Joe English (jenglish@crl.com)
Mon, 13 Mar 1995 22:23:01 -0800


Message-Id: <199503140622.AA01929@mail.crl.com>
To: dsr@hplb.hpl.hp.com (Dave Raggett)
Cc: www-html@www19.w3.org (with any luck)
Subject: Re: Client-side highlighting; tag proposal 
In-Reply-To: <199503131709.AA214614550@dragget.hpl.hp.com> 
Date: Mon, 13 Mar 1995 22:23:01 -0800
From: Joe English <jenglish@crl.com>


Dave Raggett <dsr@hplb.hpl.hp.com> wrote:

> If you look at the current proposal for HTML 3.0 at:
> 
>         http://www.hpl.hp.co.uk/people/dsr/html3/CoverPage.html
> 
> you will see a MARK element matches your needs. Unfortunately, I have been
> strongly advised by SGML Open to avoid using paired empty elements:
> 
> "Many optimizations that prgrams can use because they know they are
>  dealing with trees are lost if such structures are permitted.
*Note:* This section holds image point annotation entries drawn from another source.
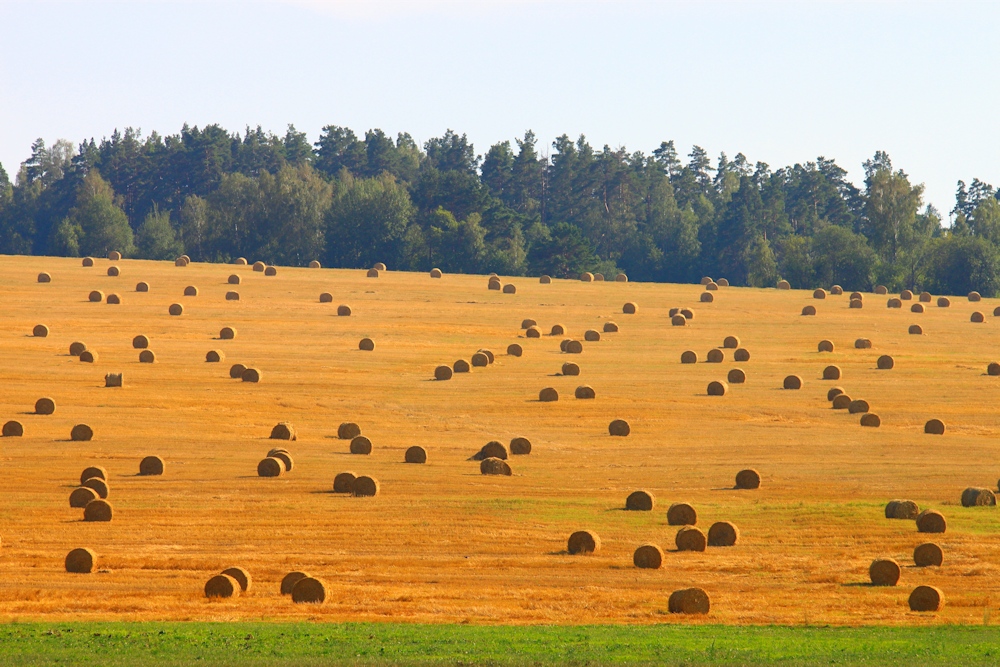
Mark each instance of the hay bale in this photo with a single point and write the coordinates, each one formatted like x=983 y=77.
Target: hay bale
x=690 y=538
x=80 y=561
x=640 y=501
x=270 y=467
x=792 y=382
x=648 y=557
x=934 y=427
x=415 y=454
x=151 y=465
x=717 y=388
x=309 y=590
x=926 y=598
x=931 y=521
x=344 y=482
x=978 y=497
x=723 y=534
x=748 y=479
x=98 y=510
x=494 y=466
x=81 y=496
x=884 y=572
x=688 y=601
x=681 y=514
x=361 y=445
x=928 y=554
x=252 y=375
x=222 y=586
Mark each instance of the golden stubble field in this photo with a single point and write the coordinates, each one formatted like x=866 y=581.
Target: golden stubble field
x=441 y=543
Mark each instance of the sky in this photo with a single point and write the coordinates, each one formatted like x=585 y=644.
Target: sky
x=780 y=81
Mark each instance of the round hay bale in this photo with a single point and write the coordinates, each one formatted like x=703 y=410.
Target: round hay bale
x=348 y=431
x=80 y=561
x=931 y=521
x=688 y=601
x=723 y=534
x=98 y=510
x=690 y=538
x=344 y=482
x=151 y=465
x=309 y=590
x=252 y=375
x=648 y=557
x=928 y=554
x=748 y=479
x=926 y=598
x=415 y=454
x=289 y=580
x=884 y=572
x=934 y=427
x=520 y=446
x=977 y=497
x=241 y=576
x=270 y=467
x=640 y=501
x=583 y=542
x=222 y=586
x=842 y=402
x=494 y=466
x=100 y=486
x=681 y=514
x=717 y=388
x=361 y=445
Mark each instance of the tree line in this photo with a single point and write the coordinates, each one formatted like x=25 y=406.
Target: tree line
x=351 y=201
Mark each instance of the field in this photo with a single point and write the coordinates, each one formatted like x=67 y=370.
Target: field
x=442 y=543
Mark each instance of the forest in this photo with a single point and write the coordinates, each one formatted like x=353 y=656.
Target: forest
x=517 y=210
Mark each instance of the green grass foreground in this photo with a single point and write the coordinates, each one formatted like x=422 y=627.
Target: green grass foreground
x=383 y=644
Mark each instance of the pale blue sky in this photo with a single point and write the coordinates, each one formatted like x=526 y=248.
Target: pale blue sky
x=783 y=82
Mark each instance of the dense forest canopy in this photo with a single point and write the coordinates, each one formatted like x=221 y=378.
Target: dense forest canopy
x=351 y=201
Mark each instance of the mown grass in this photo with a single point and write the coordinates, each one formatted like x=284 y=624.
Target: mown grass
x=178 y=643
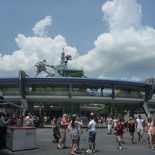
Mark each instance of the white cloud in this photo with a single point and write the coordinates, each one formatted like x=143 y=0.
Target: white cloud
x=125 y=52
x=40 y=27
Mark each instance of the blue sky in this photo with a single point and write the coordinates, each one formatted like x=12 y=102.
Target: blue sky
x=108 y=38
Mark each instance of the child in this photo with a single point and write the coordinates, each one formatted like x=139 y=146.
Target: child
x=118 y=132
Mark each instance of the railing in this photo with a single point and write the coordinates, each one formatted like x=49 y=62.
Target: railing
x=73 y=93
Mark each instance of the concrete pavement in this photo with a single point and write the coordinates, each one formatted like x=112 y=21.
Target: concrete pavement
x=105 y=145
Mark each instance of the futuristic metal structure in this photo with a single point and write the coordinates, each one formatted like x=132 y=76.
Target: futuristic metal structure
x=61 y=70
x=73 y=91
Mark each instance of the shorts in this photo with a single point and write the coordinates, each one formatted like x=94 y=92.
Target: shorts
x=140 y=130
x=118 y=138
x=92 y=136
x=150 y=133
x=63 y=135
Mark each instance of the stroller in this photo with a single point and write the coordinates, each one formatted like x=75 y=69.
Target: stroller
x=56 y=135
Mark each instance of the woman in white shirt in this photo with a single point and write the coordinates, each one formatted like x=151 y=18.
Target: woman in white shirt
x=92 y=134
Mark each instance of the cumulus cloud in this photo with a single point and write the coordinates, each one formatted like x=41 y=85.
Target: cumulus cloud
x=125 y=52
x=40 y=27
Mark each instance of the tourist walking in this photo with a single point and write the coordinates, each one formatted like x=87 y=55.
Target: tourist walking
x=92 y=135
x=150 y=129
x=140 y=127
x=131 y=125
x=118 y=132
x=109 y=124
x=74 y=133
x=114 y=122
x=63 y=127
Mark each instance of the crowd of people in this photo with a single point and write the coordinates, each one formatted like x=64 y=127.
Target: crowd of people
x=115 y=125
x=74 y=125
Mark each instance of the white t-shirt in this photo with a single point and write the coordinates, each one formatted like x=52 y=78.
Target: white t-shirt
x=93 y=125
x=139 y=123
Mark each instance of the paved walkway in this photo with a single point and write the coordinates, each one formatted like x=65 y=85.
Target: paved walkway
x=105 y=145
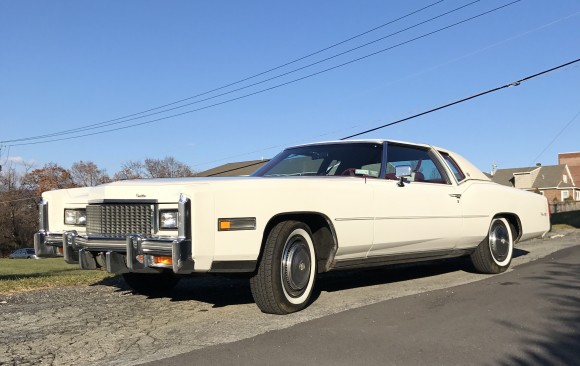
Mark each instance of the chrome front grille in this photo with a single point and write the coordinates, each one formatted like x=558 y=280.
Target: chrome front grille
x=119 y=219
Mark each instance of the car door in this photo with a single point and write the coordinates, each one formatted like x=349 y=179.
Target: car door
x=423 y=214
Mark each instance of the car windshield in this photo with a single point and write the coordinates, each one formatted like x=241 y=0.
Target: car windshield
x=342 y=159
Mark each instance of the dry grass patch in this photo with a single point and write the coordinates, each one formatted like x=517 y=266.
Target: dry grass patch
x=30 y=274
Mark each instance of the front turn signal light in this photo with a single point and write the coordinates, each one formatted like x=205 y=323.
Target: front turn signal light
x=158 y=259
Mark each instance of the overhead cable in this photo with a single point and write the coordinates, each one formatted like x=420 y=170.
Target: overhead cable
x=275 y=86
x=125 y=118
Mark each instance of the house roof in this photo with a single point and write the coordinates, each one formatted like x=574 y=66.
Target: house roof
x=506 y=176
x=549 y=176
x=237 y=169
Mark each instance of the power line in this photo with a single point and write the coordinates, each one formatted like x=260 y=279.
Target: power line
x=551 y=23
x=278 y=85
x=121 y=119
x=515 y=83
x=556 y=137
x=20 y=199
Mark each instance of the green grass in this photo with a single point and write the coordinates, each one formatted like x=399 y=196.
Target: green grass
x=18 y=275
x=561 y=227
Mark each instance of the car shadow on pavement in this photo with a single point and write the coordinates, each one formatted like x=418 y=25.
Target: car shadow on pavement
x=347 y=279
x=214 y=290
x=226 y=291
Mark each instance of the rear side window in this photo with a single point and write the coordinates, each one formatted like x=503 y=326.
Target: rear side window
x=424 y=165
x=453 y=166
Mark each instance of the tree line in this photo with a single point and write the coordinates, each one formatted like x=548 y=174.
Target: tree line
x=21 y=189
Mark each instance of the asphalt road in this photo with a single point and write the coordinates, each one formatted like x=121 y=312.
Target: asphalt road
x=437 y=313
x=529 y=316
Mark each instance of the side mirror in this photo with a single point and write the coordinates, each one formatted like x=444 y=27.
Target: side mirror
x=402 y=172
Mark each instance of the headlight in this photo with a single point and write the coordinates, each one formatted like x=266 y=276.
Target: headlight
x=75 y=217
x=168 y=219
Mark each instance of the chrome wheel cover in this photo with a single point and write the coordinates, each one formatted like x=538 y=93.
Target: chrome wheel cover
x=295 y=266
x=499 y=241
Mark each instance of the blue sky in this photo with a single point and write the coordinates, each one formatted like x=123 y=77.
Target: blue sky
x=70 y=64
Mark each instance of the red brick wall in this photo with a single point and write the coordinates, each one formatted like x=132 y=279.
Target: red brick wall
x=572 y=159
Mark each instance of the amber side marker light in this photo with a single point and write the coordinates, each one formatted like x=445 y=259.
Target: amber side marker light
x=238 y=223
x=158 y=259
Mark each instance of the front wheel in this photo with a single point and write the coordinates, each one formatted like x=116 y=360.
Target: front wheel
x=494 y=254
x=286 y=274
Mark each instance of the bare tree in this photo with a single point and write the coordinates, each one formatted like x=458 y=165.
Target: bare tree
x=166 y=168
x=18 y=211
x=47 y=178
x=130 y=170
x=87 y=174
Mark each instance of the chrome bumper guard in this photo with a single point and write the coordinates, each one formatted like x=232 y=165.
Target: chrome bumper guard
x=134 y=253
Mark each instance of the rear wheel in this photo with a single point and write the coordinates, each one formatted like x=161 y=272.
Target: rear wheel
x=286 y=274
x=494 y=254
x=151 y=283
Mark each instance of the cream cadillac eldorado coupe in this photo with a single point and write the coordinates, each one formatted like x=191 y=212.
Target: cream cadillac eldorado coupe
x=313 y=208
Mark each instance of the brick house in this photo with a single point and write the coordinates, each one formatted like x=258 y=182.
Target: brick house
x=556 y=182
x=573 y=162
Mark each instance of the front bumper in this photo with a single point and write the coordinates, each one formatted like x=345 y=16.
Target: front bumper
x=134 y=253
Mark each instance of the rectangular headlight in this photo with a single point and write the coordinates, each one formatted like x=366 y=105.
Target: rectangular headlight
x=75 y=216
x=168 y=219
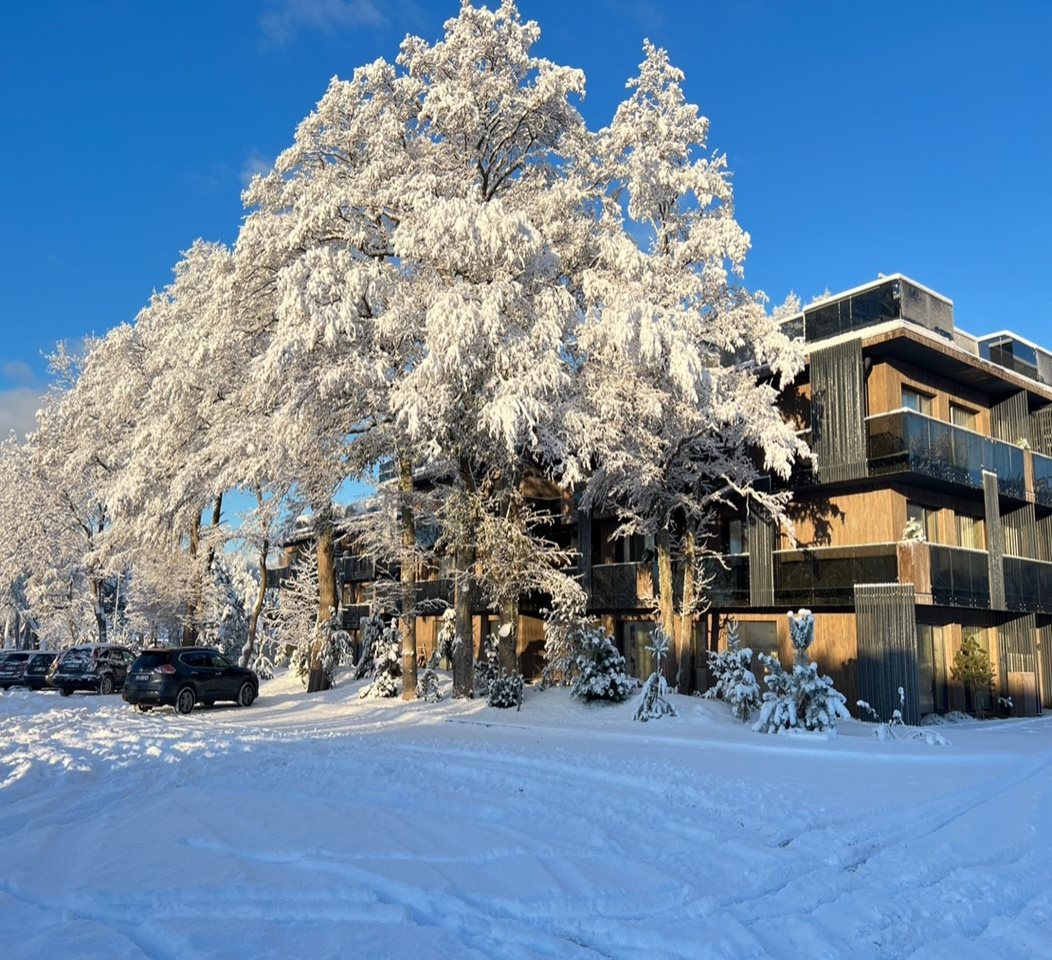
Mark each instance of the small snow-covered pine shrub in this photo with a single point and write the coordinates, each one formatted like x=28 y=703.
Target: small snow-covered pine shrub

For example, 
>  a program can no longer tellhow to format part of a document without going
>  all the way back to the beginning, on the off chance that there was a MARK
>  element a long way back.

This is not much of an issue for HTML documents on the Web,
since they tend to be small and are rendered as a single unit 
anyway.  It's not like a browser is going to display the book of 
Leviticus and have to worry about a marked region starting in Exodus 
and ending in Deuteronomy.

> Likewise, one cannot easily build a stack-based
>  formatter, e.g. that keys styles off the list of element types in one's
>  ancestry.

This is only partly true, and irrelevant besides.
If the browser is going to include this functionality -- 
highlighting regions that may cross element boundaries -- 
it can't use ancestor-driven style resolution in any case,
regardless of how the regions are identified.

As far as efficiency goes, the Tk text widget is quite efficient, 
and it doesn't use any hierarchical information at all;
all formatting attributes are specified with discontiguous,
potentially overlapping tagged regions.

And lastly, you *can* use a single-pass parser with a stack-based 
formatter to keep track of marked spans.

> An editor is in even worse shape. There is no way to validate
>  that such pairs even match, because "matching" is not a generic notion --
>  it has to be custom-built for each kind of pair.

Any SGML parser can do the ID/IDREF validation, and HyTime reftype 
constraints can do (most of) the rest, if it's that important.

Michael Johnson suggests a <SPOT> element which marks a
single point in the document, and using a separate <HIGHLIGHT> 
element with two IDREF attributes to identify spans.  This
might be even better, though search agents would have to buffer 
the entire document body before sending the head; this would not
be the case with <MARK>.

>  Many DTDs have inserted such element-pairs in their first drafts; they
>  end up removing them later, because they prove to be a pain for both
>  implementors and users, and to have surprising side-effects. We strongly
>  recommend avoiding them completely."

Guess I can't argue with that.

> As a result, I am now looking at a way of specifying both the start and
> ends of highlighted region separately from the document body, e.g. using
> a single element in the document head, e.g. something like:
> 
>         <highlight from=3096 until=4013>
> 
> Where the numbers are byte offsets into the document body.

But this doesn't solve the first problem -- highlighting
regions that cross element boundaries -- and it introduces
a new one:  Now the rendering agent has to keep track of 
byte offsets in the source document.

So does the agent which generates highlight information, for that
matter; this is a bigger problem since most SGML processors don't 
keep track of that information at all.  

Using HyTime or HyTime-like locators that point into the
document from outside is probably a good idea, but it
*still* wouldn't solve the first problem, and it is much, 
much more difficult to get right than implementing (and using) 
<MARK> would be.


--Joe English

  jenglish@crl.com

[ P.S. to list maintainers:
  Mail to www-html@www.w3.org keeps bouncing with this message:

    ----- Transcript of session follows -----
    Connected to www.w3.org:
    >>> HELO www12
    <<< 553 www12 host name configuration error
    554 <www-html@www.w3.org>... Service unavailable

  I tried twice this afternoon and once just now (~10PM PST),
  with the same result each time.  I've addressed this to 
  www19.w3.org in hopes that it will get through. 
]

[ P.P.S. to Dave:
  I'm Cc: ing you this time; if it bounces again I'm giving up 
  on www-html, but I still have hope for <MARK>.  Sorry if you
  end up with a bazillion copies.
]